Posto che un maggior ricorso a forme organizzate di intermediazione si tradurrebbe non solo in un minor costo per singoli e famiglie, ma anche in un più efficace controllo della qualità delle prestazioni (e una minore diffusione del fenomeno del “nero”, inesistente nell’ipotesi in cui la compagnia di assicurazione o il fondo sanitario sia chiamato a rimborsare a fronte della presentazione della relativa documentazione fiscale), viene allora da domandarsi cosa freni gli italiani dall’optare per soluzioni di spesa intermediata, sulla carta potenzialmente più vantaggiose dal punto di vista fiscale e organizzativo rispetto al dover sostenere in maniera del tutto autonoma esami, visite specializzate o prestazioni socio-sanitarie di altra natura?

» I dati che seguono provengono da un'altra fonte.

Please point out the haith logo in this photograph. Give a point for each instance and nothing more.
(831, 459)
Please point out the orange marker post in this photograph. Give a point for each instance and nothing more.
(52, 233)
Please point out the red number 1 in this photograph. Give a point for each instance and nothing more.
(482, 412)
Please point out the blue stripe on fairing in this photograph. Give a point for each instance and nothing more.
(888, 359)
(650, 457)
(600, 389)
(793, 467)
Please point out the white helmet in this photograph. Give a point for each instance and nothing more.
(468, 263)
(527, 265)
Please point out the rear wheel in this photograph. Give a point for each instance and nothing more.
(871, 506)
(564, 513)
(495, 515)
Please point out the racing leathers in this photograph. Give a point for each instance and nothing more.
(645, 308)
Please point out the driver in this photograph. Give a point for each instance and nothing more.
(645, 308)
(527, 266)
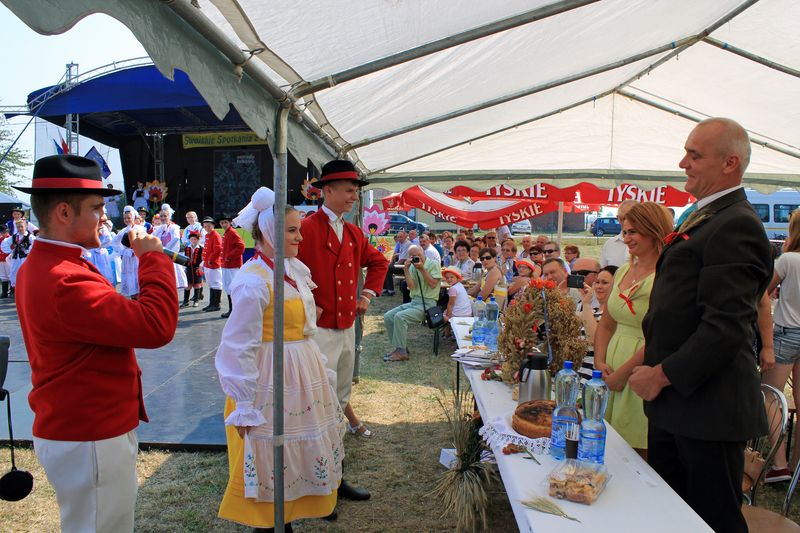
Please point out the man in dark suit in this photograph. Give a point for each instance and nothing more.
(700, 382)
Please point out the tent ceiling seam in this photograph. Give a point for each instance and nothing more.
(698, 37)
(752, 57)
(755, 140)
(328, 81)
(766, 138)
(500, 130)
(520, 94)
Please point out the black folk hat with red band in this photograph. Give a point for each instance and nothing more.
(339, 170)
(67, 174)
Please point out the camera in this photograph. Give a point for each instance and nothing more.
(575, 281)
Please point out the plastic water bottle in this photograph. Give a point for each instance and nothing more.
(479, 325)
(492, 324)
(568, 385)
(592, 446)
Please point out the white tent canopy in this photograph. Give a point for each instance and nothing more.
(432, 91)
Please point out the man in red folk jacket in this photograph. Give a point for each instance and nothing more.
(87, 392)
(336, 251)
(212, 263)
(232, 250)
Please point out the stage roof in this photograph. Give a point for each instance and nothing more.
(514, 90)
(132, 102)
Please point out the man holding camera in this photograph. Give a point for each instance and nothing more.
(87, 391)
(423, 276)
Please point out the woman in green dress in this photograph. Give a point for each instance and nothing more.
(619, 341)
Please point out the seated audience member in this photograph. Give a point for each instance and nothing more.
(400, 255)
(555, 270)
(524, 245)
(588, 268)
(527, 270)
(553, 251)
(614, 251)
(458, 301)
(475, 253)
(430, 251)
(503, 233)
(423, 277)
(598, 291)
(448, 249)
(436, 242)
(571, 253)
(490, 241)
(509, 259)
(493, 283)
(462, 261)
(536, 254)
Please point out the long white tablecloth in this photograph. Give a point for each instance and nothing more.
(635, 500)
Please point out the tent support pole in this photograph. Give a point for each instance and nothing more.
(450, 41)
(281, 172)
(687, 116)
(752, 57)
(521, 94)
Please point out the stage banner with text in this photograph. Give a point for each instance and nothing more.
(237, 174)
(219, 139)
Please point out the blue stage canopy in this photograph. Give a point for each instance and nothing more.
(132, 102)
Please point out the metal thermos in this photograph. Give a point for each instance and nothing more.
(534, 378)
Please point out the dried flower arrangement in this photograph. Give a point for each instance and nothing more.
(463, 488)
(524, 328)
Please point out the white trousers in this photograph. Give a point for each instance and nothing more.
(227, 277)
(214, 277)
(339, 346)
(95, 481)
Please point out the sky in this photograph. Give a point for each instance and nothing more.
(32, 61)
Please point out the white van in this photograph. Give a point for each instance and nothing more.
(774, 210)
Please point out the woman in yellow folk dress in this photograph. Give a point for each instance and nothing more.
(619, 341)
(313, 421)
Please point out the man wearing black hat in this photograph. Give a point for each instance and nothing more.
(232, 250)
(336, 251)
(87, 394)
(212, 262)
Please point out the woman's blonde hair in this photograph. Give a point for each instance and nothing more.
(256, 233)
(793, 241)
(651, 220)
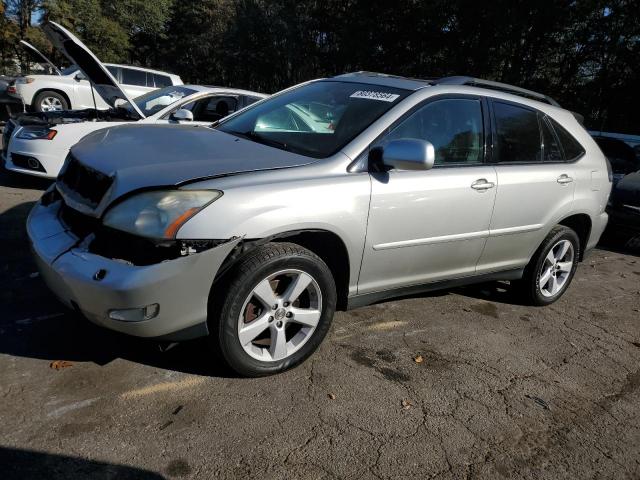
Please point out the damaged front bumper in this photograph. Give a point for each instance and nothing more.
(96, 285)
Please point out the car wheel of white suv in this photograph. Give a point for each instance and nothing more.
(552, 267)
(48, 101)
(275, 311)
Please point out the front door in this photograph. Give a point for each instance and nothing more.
(431, 225)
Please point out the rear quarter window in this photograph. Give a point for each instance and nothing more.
(518, 134)
(570, 146)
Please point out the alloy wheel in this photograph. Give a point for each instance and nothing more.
(280, 315)
(556, 268)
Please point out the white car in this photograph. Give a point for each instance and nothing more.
(70, 88)
(38, 143)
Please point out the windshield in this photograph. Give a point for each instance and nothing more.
(157, 100)
(317, 119)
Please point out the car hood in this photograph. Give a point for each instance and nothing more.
(627, 190)
(141, 156)
(41, 58)
(77, 52)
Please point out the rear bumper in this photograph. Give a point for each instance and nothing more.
(599, 223)
(180, 287)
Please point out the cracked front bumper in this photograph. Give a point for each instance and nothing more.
(181, 286)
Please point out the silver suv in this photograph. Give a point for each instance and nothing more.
(329, 195)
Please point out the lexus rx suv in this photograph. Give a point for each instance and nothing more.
(332, 194)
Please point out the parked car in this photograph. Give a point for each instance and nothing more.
(624, 210)
(8, 104)
(621, 156)
(38, 143)
(254, 232)
(624, 203)
(71, 89)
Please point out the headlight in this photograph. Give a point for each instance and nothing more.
(37, 133)
(158, 214)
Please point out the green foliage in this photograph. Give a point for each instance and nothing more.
(584, 53)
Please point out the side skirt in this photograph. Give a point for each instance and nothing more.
(358, 301)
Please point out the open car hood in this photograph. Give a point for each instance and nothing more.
(33, 50)
(77, 52)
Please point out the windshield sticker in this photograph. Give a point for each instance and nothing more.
(370, 95)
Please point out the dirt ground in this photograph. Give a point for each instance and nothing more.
(502, 390)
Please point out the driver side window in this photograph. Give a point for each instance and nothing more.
(454, 127)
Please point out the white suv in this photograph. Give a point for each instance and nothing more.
(70, 90)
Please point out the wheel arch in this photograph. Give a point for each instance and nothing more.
(324, 243)
(581, 224)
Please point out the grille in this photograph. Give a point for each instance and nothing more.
(83, 184)
(6, 134)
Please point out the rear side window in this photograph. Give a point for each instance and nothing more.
(453, 126)
(518, 134)
(161, 80)
(570, 146)
(134, 77)
(550, 143)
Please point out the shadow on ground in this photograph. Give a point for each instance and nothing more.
(22, 464)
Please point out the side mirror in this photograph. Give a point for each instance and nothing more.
(182, 115)
(409, 154)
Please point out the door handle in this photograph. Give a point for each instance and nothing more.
(564, 179)
(482, 184)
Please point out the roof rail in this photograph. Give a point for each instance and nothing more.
(501, 87)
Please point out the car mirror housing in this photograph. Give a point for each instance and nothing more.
(409, 154)
(182, 115)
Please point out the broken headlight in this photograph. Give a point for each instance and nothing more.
(158, 214)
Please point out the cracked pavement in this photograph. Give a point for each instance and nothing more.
(503, 390)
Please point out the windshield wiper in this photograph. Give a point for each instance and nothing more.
(256, 137)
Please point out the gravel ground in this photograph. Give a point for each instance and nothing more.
(464, 383)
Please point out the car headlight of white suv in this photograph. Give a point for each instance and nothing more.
(37, 133)
(158, 214)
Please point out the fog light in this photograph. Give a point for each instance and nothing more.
(33, 163)
(135, 314)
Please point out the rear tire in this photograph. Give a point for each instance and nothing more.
(272, 310)
(552, 267)
(49, 101)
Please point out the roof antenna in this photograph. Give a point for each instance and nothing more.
(93, 95)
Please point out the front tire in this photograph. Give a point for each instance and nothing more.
(552, 267)
(49, 101)
(275, 309)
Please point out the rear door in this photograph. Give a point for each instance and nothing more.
(431, 225)
(535, 185)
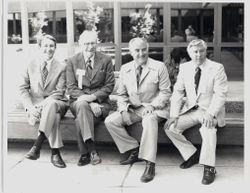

Se una prima ragione è da individuare in una sorta di resistenza culturale, a non giovare secondo il Centro Studi e Ricerche Itinerari Previdenziali è poi senza dubbio la mancanza di una vera e propria disciplina sulla materia, sulla quale pendono periodicamente proposte o “minacce” di riordino e ridimensionamento, che tendono a a scoraggiare i cittadini desiderosi di regole chiare, certe e valide allo stesso modo per tutti. Un aiuto in questo senso potrebbe ad esempio venire dal superamento della “discriminazione” in termini di benefici fiscali tra lavoratori dipendenti e non dipendenti (autonomi, etc): mentre infatti i primi hanno la possibilità di dedurre fino a 3.615,20 euro, i secondi possono solo detrarre al 19% il contributo di adesione, fino a un massimo di 1.300 nel caso in cui scelgano di iscriversi a una società di mutuo soccorso. Di fatto, per poter beneficiare della deducibilità fiscale, i non dipendenti possono rivolgersi solo ai fondi sanitari di tipo A (quelli “doc”) con diritto al rimborso delle sole prestazioni che non siano ottenibili dal Servizio Sanitario Nazionale. Esperienza che, peraltro, i numeri ci dimostrano non cogliere l’interesse della popolazione italiana, considerata oltretutto la difficoltà di capire i limiti dei LEA (Livelli Essenziali di Assistenza) da integrare all’interno di un sistema sanitario con profonde differenze da regione a regione.

A prescindere dagli strumenti con cui perseguirlo, l’obiettivo da rincorrere è comunque chiaro: a patto di un’efficace attività di coordinamento delle rispettive azioni (e convenzioni) per ottimizzare al massimo l’attività dei professionisti e l’utilizzo della strumentistica, il futuro della sanità italiana passa - anche - da un sano sviluppo dell’assistenza sanitaria integrativa.